After all, by what standard did God measure their goodness? God alone is good (Luke 18:19) meaning that His creation was functioning according to the purpose for which He had created. Only humanity held the distinction of being made in God’s image, which must mean that the man and woman were relating properly to God through worship. So with this in mind, God’s first imperative to humanity was to fill the earth, not merely with warm bodies to establish human culture, but rather with authentic worshippers who rightly relate to God. Matthew 28:18-20 says the same thing! In a post-fall world the only means for obeying that original command is to “Go, therefore, and make disciples of all nations, baptizing them in the name of the Father and of the Son and of the Holy Spirit, teaching them to observe everything I (Jesus) have commanded you.” God’s purpose did not change. It has always been His plan to gather worshippers around Jesus from among all peoples of the world. This purpose is foundational to the interpretation of the entire Bible and forms the basis for permeating students’ minds with a biblical worldview at Southeastern Seminary.

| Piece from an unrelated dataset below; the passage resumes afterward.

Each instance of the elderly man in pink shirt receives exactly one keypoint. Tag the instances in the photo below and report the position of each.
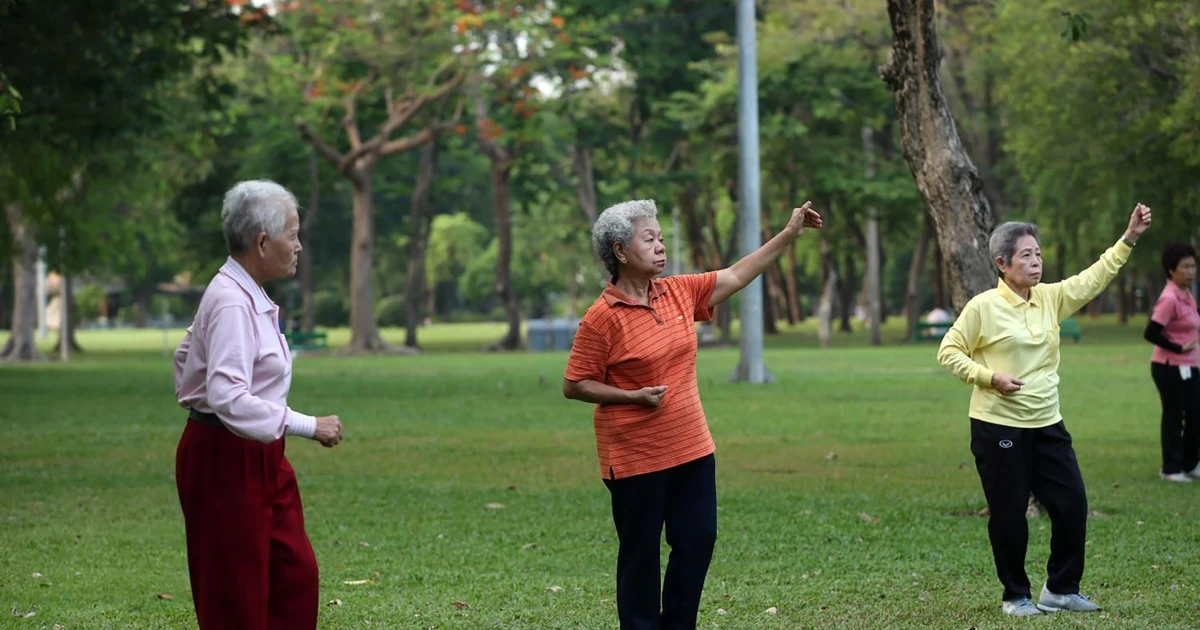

Challenging Hands with Missional Practice
Once the heart has been captured by and the mind has been permeated with the word of God, that orthodox worldview must supernaturally work its way out through orthopraxy. This is why we strive to make our courses at Southeastern go beyond the theoretical. Academia certainly has its place in Kingdom work, but it must never be of the “ivory tower” sort. Therefore, we seek to challenge the hands of our students to engage the world through missional practice. This manifests itself in many ways around our campus. One example from the courses that I teach is that my students are challenged to report throughout the semester on gospel-centered conversations that they have in their circles of influence. It is not infrequent for students to dread this particular aspect of my courses early on, however I have gotten countless notes about how this challenge to engage has been one of the most significant aspects of their seminary experience.
I remember one young lady reporting on sharing with a Muslim woman in the area who soon after came to faith in Christ. What’s more, she came back a semester later and reported to me that the woman’s husband has now become a Christ-follower as well. So the Great Commission at Southeastern Seminary is not merely a concept – it is a way of life. And our faculty labors to the end of being a tool for transformation in the lives of our students through capturing their hearts with godly affections, permeating their minds with a biblical worldview, and challenging their hands with missional practice. Nothing short of that would be a comprehensive theological education.